OpenAI's GPT-5.6 ships as three distinct models — Sol (frontier agentic), Terra (balanced daily driver), and Luna (fastest/cheapest). Here's exactly when to use each tier in your AI coding stack, with pricing math and real workflow patterns.

3 tiersSol · Terra · Luna — one family, three cost profiles
By Skills-Hub Team · OpenAI ecosystem coverage7 min read
GPT-5.6OpenAIModel Selection

OpenAI previewed GPT-5.6 on June 26, 2026, and for the first time the flagship release isn't a single model — it's a named family with three tiers built for different cost and latency profiles. Sol handles frontier agentic work, Terra is your everyday driver, and Luna is the cheapest and fastest option for high-frequency tasks. If you're routing every request to the same model by habit, you're either overpaying or underperforming. This guide tells you exactly where the lines are.

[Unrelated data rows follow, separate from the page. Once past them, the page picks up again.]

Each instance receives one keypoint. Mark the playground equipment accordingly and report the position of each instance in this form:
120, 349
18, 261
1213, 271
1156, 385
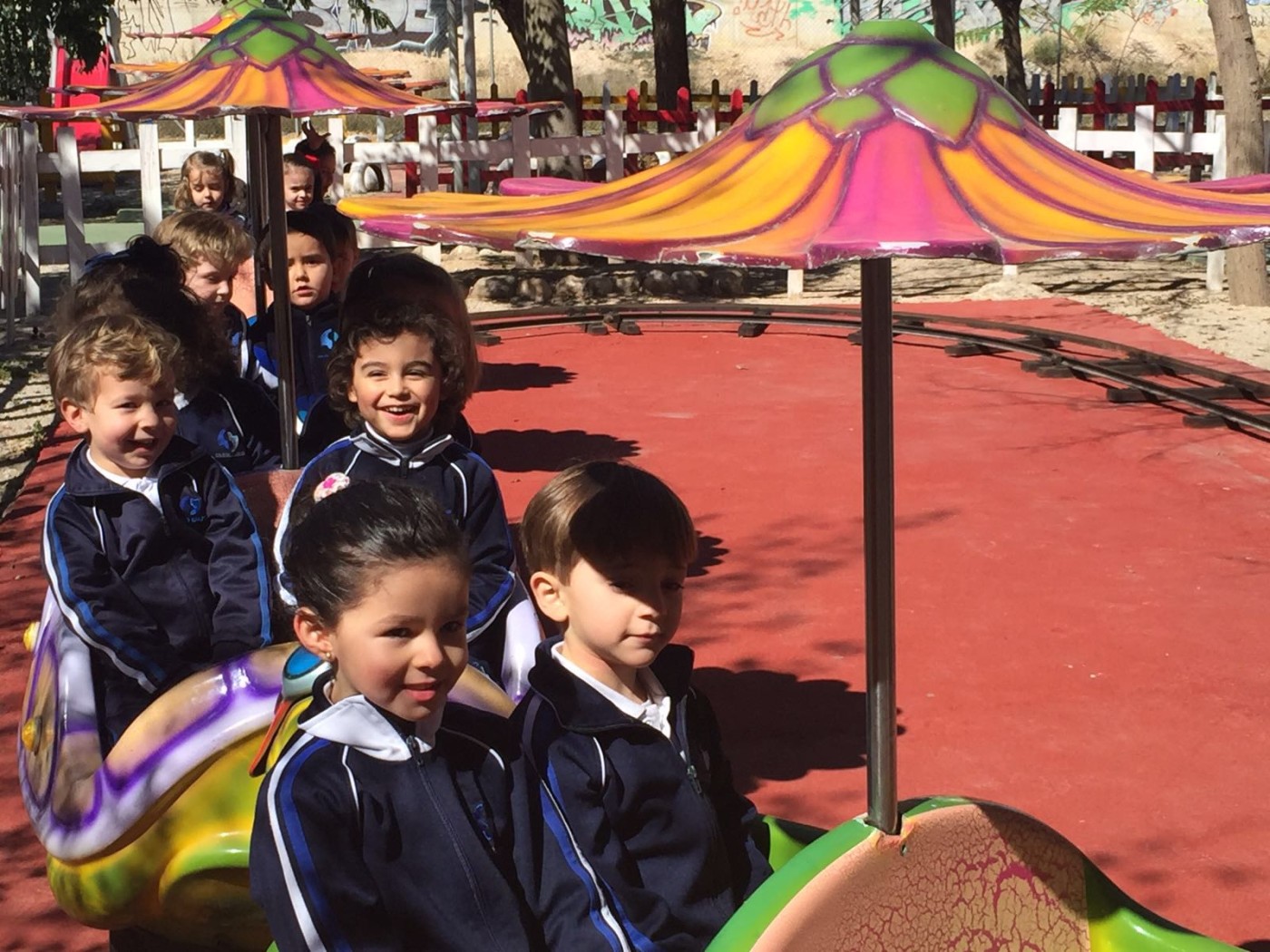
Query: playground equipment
904, 148
940, 872
263, 65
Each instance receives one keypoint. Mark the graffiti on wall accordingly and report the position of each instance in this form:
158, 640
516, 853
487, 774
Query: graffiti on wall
416, 24
628, 24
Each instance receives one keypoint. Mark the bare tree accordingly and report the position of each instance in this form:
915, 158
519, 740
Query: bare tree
1012, 47
1241, 91
669, 50
539, 31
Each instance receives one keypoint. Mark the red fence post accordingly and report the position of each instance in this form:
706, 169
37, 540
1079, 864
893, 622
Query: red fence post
412, 169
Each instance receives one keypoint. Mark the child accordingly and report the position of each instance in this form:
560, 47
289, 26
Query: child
626, 753
229, 418
396, 377
149, 548
298, 183
212, 249
206, 181
406, 278
385, 822
314, 310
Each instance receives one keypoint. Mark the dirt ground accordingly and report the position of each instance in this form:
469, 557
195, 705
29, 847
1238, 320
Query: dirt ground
1167, 294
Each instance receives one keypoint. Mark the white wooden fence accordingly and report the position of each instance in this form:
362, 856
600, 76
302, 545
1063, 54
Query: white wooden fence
22, 162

The tiers are currently in limited preview — available to trusted API partners and Codex users — with general availability expected in the coming weeks. But the pricing and capabilities are confirmed, and you can design your routing logic today.

What changed from GPT-5.5

GPT-5.5 was a single model with a single price point. The problem was that developers were paying frontier-model prices for tasks that didn't need frontier intelligence: linting suggestions, docstring generation, quick type lookups. GPT-5.6 forces an explicit choice — which is actually a gift, because the price spread between Luna and Sol is 5x on input and 5x on output.

Beyond tiering, GPT-5.6 advances on three axes that matter to developers: software engineering benchmarks (Sol scores highest on Cognition's FrontierCode evaluation), explicit cache breakpoints for predictable prompt caching, and Sol Ultra mode — a new setting that spawns internal subagent processes for complex multi-step reasoning without you having to orchestrate anything.

The three tiers explained

Each tier has a distinct design center. Sol is built for long-horizon agentic work — the kind that requires planning, tool invocation, and multi-step reasoning across large contexts. Terra is the everyday balanced model: strong on code, fast enough for interactive use, and priced for sustained daily use. Luna is the speed-optimized tier — the model you reach for when you need a response in under a second and correctness is secondary to throughput.

Sol

$5 input · $30 output per 1M tokens

Frontier agentic + ultra mode

Terra

$2.50 input · $15 output per 1M tokens

Daily driver, balanced cost

Luna

$1 input · $6 output per 1M tokens

Fastest, cheapest, highest volume

Sol is the only tier that supports Ultra mode — where the model internally spawns subprocesses for complex reasoning without you writing orchestration code. It's also the only tier launching on Cerebras at up to 750 tokens per second in July, bringing frontier-class reasoning at unprecedented output speed.

Pricing math for coding workflows

The choice of tier is a cost decision first. Here's how to think about it concretely. A typical interactive coding session — 10 turns, ~2,000 input tokens and ~500 output tokens per turn — costs:

Pricing math
Sol:   (20,000 × $5 + 5,000 × $30) / 1,000,000 = $0.25 per session
Terra: (20,000 × $2.50 + 5,000 × $15) / 1,000,000 = $0.125 per session
Luna:  (20,000 × $1 + 5,000 × $6) / 1,000,000 = $0.05 per session

At 100 sessions/day:
  Sol:   $25/day   = ~$750/month
  Terra: $12.50/day = ~$375/month
  Luna:  $5/day    = ~$150/month

For a developer running Claude Code or Codex all day, the difference between always picking Sol and always picking Terra is roughly $375/month — before prompt caching kicks in. Caching cuts those numbers significantly for repeated system prompts and skill files.

5x

cost difference between Sol and Luna

On input tokens. Output is also 5x. The right tier selection can halve your monthly AI coding bill.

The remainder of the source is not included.